Section 4 of the following paper considers in some detail the 2D wave equation ($\partial_x\partial_y f = 0$ in your coordinates; not exactly the same but closely related) on compact domains with smooth boundary (with unpleasant cases where the boundary is too closely tangent to null/characteristic directions is also excluded):
Cattaneo, Alberto S.; Mnev, Pavel, Wave relations, Commun. Math. Phys. 332, No. 3, 1083-1111 (2014). arXiv:1308.5592 ZBL1300.53069.

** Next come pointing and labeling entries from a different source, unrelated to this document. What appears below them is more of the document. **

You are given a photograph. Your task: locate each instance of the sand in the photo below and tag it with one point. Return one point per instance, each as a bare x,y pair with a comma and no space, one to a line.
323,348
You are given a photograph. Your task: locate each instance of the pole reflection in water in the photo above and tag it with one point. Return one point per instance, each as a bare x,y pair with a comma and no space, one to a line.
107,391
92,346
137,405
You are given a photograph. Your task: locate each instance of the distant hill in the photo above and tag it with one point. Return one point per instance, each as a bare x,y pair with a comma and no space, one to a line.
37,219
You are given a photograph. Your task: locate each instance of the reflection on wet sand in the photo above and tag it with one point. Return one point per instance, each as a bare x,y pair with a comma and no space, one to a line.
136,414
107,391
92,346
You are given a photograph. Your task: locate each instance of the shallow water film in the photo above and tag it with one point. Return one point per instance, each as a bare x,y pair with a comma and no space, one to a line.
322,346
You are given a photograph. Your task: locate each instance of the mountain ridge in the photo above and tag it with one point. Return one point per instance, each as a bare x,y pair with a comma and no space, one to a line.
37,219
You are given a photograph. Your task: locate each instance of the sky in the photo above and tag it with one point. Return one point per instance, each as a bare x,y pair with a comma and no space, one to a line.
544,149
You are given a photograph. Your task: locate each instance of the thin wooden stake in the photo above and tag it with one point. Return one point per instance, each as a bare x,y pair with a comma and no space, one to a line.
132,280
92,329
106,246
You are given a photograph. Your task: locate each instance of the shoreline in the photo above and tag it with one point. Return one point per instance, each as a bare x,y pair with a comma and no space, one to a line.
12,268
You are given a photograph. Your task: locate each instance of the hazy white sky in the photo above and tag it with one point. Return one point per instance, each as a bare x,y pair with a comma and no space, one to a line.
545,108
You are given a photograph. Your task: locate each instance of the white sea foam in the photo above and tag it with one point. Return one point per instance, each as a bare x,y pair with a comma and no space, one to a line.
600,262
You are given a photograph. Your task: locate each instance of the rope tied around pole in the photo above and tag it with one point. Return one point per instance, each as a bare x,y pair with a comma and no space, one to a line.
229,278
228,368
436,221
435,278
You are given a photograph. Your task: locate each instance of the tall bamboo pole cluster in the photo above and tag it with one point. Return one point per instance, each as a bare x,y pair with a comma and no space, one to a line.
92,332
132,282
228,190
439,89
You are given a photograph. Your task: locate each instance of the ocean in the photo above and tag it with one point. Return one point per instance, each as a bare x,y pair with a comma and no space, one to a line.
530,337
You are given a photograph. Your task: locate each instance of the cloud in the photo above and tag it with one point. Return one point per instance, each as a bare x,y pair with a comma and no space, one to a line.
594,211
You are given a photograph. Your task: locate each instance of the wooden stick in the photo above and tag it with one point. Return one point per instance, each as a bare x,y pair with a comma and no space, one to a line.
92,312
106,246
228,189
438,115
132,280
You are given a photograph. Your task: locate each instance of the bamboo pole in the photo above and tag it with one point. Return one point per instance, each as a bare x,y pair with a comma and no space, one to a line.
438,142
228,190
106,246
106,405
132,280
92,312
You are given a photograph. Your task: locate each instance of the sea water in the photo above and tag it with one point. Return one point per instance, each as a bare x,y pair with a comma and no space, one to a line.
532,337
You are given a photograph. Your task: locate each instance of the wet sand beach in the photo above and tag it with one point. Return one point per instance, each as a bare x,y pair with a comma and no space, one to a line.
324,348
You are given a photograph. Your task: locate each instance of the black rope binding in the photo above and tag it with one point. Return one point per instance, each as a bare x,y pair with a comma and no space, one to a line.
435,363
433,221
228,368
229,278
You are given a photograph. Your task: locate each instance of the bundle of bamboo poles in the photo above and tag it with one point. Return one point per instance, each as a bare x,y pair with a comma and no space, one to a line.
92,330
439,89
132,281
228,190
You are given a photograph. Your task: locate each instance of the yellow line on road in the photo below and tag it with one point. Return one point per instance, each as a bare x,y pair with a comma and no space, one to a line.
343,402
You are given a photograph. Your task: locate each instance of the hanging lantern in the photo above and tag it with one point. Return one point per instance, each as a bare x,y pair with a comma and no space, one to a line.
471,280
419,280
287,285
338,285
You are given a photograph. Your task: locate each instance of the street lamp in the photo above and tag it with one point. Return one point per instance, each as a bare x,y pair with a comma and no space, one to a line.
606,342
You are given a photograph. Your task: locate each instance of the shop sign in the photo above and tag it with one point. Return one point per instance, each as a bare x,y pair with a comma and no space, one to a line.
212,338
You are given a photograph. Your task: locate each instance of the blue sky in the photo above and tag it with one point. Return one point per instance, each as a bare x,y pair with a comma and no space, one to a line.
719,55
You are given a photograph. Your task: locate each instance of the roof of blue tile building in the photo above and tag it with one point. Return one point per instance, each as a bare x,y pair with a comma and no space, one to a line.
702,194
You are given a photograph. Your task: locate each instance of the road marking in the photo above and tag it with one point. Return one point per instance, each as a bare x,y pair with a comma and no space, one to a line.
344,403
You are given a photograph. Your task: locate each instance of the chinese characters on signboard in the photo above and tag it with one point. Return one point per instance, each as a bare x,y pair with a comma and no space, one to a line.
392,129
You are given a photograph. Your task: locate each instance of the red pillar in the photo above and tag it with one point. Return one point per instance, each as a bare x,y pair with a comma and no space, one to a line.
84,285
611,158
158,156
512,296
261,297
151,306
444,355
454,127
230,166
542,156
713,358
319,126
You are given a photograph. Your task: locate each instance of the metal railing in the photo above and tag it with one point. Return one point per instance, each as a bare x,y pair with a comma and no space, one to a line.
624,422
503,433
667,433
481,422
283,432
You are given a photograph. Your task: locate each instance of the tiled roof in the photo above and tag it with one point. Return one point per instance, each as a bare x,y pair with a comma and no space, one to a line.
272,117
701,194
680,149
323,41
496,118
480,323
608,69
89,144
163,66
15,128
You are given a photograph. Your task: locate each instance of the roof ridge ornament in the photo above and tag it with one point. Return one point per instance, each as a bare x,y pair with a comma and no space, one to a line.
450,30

A quick summary that doesn't do justice to all the details: The wave equation has a variational formulation, which indirectly means that the boundary data (value and normal derivative of $f$ on the boundary) gets an induced symplectic structure. The authors show that the restriction of solutions $f$ to the boundary gives a Lagragian subspace $L$ of this space of boundary data. Thinking abstractly, any set of boundary conditions identifies another (affine) subspace $C$ of the boundary data. The boundary conditions specify a unique solution when the two subspaces are complementary, the intersection $L\cap C$ is zero dimensional (just one point, the unique solution). The authors then consider some examples of such subspaces $C$. Heuristically (ignoring the infinite dimensional context), a generic second Lagrangian subspace would give a good $C$.